The format for the Rocco Forte Invitational wasn’t medal but a Stableford team event, with two scores counting and played over two days on both East and West courses. Unusually for Sicily there had been a heavy thunderstorm the previous day which had left the course a bit softer than desired, but potentially more scoreable.
My team included a Dutch “don’t talk about the football” golf journalist; a German who boasted of fixing Lee Westwood’s putting troubles in a proam a few years back; and, inevitably, Coco. I liked our chances, especially when it turned out that Coco played off four.
The West’s charm arrives with a beautiful stretch of holes from the 8th to the 12th that plays towards, along and away from the sea. They are characterised by built-up dunes and risk/reward drives. Although it isn’t links, far from it, there are elements that make it reminiscent of a Kingsbarns or Dundonald.

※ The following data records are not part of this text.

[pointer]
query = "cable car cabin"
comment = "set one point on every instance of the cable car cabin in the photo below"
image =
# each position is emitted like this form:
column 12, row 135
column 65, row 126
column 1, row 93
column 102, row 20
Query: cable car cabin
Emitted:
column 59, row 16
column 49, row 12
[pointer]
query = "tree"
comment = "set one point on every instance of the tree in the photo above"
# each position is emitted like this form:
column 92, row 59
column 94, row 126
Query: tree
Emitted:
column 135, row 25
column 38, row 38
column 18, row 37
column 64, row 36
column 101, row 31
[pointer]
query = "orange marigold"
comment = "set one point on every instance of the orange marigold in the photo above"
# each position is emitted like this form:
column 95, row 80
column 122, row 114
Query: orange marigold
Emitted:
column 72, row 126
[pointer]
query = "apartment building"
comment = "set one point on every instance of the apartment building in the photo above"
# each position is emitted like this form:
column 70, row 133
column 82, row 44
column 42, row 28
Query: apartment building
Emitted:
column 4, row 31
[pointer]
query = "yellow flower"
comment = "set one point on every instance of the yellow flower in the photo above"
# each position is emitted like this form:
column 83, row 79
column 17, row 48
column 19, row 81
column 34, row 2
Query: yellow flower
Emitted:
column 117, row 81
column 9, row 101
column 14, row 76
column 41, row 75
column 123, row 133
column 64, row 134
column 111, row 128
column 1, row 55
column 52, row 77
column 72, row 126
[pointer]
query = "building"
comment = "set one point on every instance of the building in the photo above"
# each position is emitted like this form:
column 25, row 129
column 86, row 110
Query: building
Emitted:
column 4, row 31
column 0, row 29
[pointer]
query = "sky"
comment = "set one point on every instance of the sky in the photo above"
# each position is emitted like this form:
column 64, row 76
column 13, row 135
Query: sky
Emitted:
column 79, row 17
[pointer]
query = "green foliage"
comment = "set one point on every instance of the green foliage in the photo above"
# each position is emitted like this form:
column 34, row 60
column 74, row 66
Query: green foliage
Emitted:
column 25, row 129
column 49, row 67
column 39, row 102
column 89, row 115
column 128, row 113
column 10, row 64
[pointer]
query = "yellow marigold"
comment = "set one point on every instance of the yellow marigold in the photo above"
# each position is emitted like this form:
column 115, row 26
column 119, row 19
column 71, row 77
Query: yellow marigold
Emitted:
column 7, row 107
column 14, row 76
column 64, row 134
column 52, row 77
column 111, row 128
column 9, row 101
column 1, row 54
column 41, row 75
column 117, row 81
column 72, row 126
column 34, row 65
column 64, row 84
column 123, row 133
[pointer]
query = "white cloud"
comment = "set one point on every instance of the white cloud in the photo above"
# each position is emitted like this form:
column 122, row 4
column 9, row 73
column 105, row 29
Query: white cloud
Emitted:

For a relatively flat piece of land, Phillips managed to create an awful lot of gradient and offers a treat with its four closing holes, including the 17th, a par 3, playing close to the sea before the 18th finishes underneath the clubhouse terrace and where a refreshing Nastro Azzuro awaits.
After day one we surmised we were leading, so the wine tasting at the nearby Planeta Vineyard tasted all the sweeter for it. Planeta, for those interested in vineyards and wine tasting (Mrs Clive is a self-proclaimed authority), still manages to possess casks of old-world charm with a very contemporary food and wine experience, all housed in a 16th-century barn.
It was almost a shame my better half wasn’t with me to enjoy the wonderful occasion. Back at the resort, the rooms were exquisitely appointed; the bathroom even managed room for a fruiting lime tree!
There are shelves full of Italian novels too — all in English — which might well have been read, had I not found myself, in a fit of over-confidence, enjoying the company of my teammates back in the bar sampling some the best Moscow mules you’ll ever taste, followed by two or three of the most exquisite Sicilian martinis the area has to offer.
The following day we tackled the the East, which is the stronger of the two; with raised greens, deeper bunkers and some severe slopes on the putting surfaces. All typified by the 11th, a par 5, just shy of 600 yards, where the green always seems to be just around the corner and just out of reach.
For the Sicilian Open in 2012, won by Danish star Thorbjorn Olesen, a composite course was made comprising eight holes from the West and 10 from the East, which was just as well because both courses weave in and out of each other constantly.
While our play wasn’t as stellar as day one, it was still pretty strong, even including an eagle and a few birdies. And in true Sicilian style, the scoring at the prize-giving resembled nothing like the format we had all been playing to, leaving a few of us confused.
Ultimately, our team came up short by just a single point meaning we were now the proud owners of a rather fine Verdura-embossed golf shirt. While we resisted the temptation to blame the Dutchman for not being a team player, you could not fault the enthusiasm in which we commiserated with several more martinis and incomprehensibly amusing pan-European banter.
And if you see a slightly rosy-cheeked, amely chap playing golf at your club with a bright red Verdura golf shirt, two sizes too big, that’ll be me.